The lack of screen real estate is more of an issue. I've elected to keep the dock on the side of the screen and have turned on auto hiding. Both of these are significant deviations from my normal display, but the change is necessary for quite a few applications, and especially for the System Preferences dialogs. I have some Terminal commands that I can invoke to adjust screen scaling factors to mimic higher resolution, but most of the time I prefer to keep the standard screen. I'll keep a look out for alternative long term solutions.

There is one real gripe. The webcam active light flashes as soon as the machine boots. It can be turned off by running iChat, running the video options and then closing the iChat programme, but a permanent solution would be better. Good news is that the webcam works fine with iChat as does the internal audio system.

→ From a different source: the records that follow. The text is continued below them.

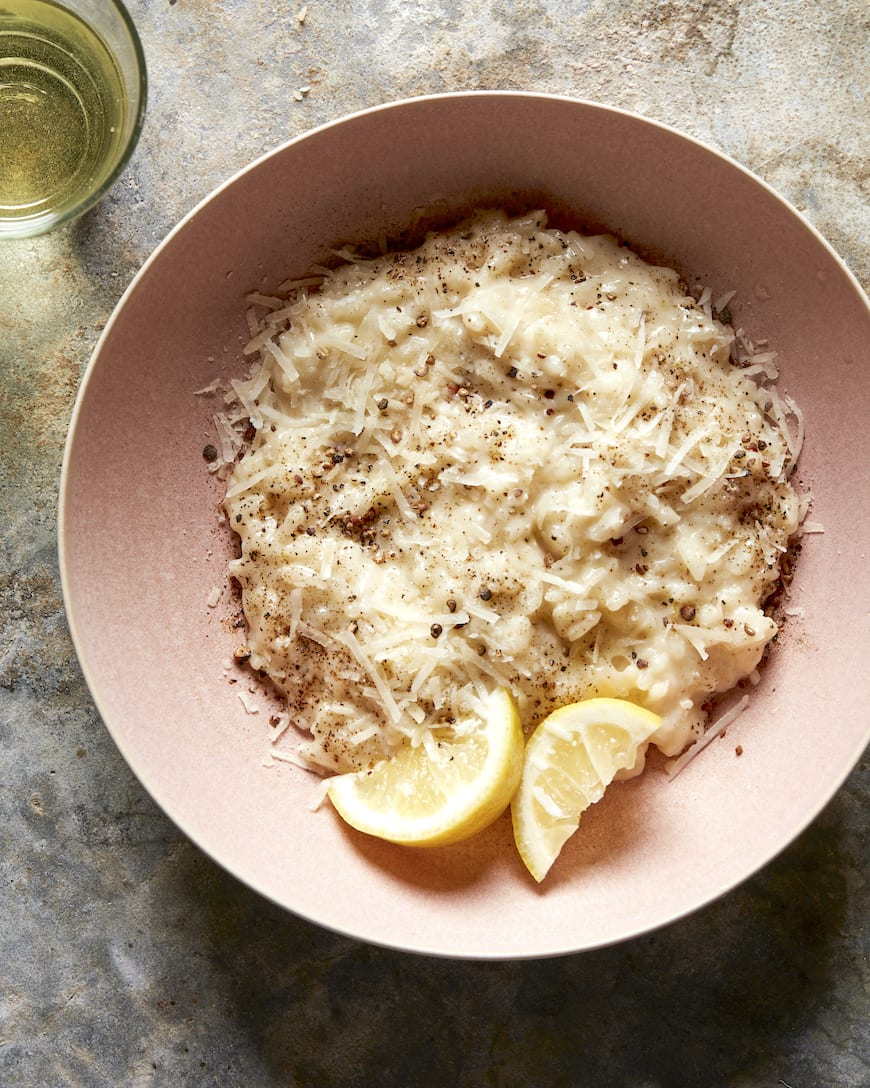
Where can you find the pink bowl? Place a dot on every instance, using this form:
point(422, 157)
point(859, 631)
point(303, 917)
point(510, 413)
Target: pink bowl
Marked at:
point(141, 548)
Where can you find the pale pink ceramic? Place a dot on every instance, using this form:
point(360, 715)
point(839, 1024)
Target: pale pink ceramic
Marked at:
point(141, 547)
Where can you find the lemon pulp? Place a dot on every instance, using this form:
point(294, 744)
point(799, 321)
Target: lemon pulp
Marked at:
point(442, 793)
point(571, 757)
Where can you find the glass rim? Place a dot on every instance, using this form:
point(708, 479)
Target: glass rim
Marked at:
point(41, 224)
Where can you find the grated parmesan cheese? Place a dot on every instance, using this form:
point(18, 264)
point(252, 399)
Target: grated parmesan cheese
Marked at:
point(514, 456)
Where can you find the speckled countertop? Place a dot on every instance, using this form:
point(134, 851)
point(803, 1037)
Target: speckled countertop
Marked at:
point(126, 956)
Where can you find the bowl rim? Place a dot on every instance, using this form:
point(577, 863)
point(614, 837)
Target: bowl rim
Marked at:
point(63, 517)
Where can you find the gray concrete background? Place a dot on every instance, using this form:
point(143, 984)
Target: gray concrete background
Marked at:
point(126, 956)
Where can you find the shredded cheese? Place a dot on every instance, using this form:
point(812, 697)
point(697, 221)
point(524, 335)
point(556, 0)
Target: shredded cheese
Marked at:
point(516, 456)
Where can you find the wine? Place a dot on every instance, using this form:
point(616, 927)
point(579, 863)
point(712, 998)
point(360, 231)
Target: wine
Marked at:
point(63, 103)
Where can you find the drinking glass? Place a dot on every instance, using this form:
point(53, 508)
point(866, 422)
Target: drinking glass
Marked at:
point(73, 89)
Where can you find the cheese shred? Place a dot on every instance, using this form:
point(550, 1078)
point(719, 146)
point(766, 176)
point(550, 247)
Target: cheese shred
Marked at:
point(517, 457)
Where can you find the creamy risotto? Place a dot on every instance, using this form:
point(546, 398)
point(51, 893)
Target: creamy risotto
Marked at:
point(512, 457)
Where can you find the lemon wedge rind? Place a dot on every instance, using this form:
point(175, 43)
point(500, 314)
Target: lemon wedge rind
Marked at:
point(571, 757)
point(443, 793)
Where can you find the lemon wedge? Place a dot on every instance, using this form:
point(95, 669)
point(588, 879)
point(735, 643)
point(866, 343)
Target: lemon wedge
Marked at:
point(571, 757)
point(432, 796)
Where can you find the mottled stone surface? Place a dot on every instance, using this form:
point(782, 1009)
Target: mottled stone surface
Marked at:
point(126, 956)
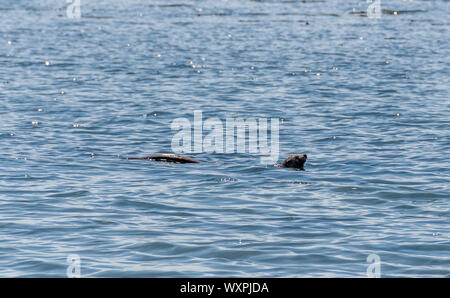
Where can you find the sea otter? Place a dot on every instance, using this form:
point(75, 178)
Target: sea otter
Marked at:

Wireless, Bluetooth and USB connectivity all work as expected, and I have successfully used Time Machine to backup the system. My Vodafone USB stick modem also worked without any problems.

The unit does get a little warm, but realistically I don't think this is any worse than other laptops I've owned. The upside of no internal fans is that the machine is beautifully quiet.

I've fitted the expanded battery as standard and the battery monitor indicates a battery life of 4-5 hours, with both Bluetooth and Wireless enabled. It's too early to tell whether this is realistic.

I'm delighted with my Hackintosh. I expected some niggles, but overall the experience has been much more positive than I dared hope for. I feel sure this is going to be a fantastic addition to my electronic toolkit.